In the heart of the newly formed star, a key process then began: that of creating the heavier elements. Compressed by gravity, hydrogen and helium fuse to form carbon, nitrogen and oxygen in a process known as ‘stellar nucleosynthesis’. As it reaches the end of its short life, the first stars explode in an event called a ‘supernovae’, spewing the heavier metals cooked within their centre out into the Universe.


The dense regions of space that have formed the first stars now begin to merge themselves. Multiple pools of gas come together to produce a larger reservoir from which the first galaxies begin to take shape.


Consisting of dense, cold gas, filled with metals from the first stars, these first galaxies turn star formation into a business. More stars form, now in much closer vicinity, and the combined heat they produce radiates out through the galaxy. This new source of energy hits the neutral atoms and strips their electrons, ionising the gas.


As the fields of ionised gas surrounding the first galaxies expand, they overlap and merge, resulting in the whole Universe becoming ionised. Wise’s simulations show this in action, with pockets of ionised gas and metals spreading to fill all of space.
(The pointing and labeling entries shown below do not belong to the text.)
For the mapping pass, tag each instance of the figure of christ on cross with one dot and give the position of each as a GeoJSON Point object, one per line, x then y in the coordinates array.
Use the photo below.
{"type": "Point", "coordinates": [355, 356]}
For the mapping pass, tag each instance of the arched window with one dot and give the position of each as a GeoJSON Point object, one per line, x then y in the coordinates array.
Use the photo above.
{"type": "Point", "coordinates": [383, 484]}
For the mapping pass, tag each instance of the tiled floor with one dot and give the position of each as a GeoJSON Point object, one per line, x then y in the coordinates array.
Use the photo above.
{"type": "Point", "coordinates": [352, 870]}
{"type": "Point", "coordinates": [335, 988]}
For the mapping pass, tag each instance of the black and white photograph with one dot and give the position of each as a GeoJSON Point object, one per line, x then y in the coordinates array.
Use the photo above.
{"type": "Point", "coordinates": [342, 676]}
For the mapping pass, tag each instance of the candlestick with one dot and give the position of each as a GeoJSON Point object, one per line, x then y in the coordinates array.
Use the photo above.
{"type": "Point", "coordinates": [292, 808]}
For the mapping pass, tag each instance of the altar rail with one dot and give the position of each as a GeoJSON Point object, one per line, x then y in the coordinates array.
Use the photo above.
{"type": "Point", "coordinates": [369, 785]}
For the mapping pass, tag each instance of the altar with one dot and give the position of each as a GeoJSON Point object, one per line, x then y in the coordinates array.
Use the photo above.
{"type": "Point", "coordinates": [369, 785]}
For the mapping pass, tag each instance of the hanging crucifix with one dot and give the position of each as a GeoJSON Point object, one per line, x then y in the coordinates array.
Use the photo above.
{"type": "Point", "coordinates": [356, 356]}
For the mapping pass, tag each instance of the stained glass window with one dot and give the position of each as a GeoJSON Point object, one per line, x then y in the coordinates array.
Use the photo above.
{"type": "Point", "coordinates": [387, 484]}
While this uncovers the source of the Universe’s ionisation, the impact of the first galaxies does not stop there. In the same way that the regions of first star formation had combined to form galaxies, further mergers pull the galactic siblings together. The result is the birth of a galaxy like our own Milky Way.


These first galaxies, Wise concludes, therefore form a single but important piece of the puzzle that ultimately leads to our own existence here in the Milky Way.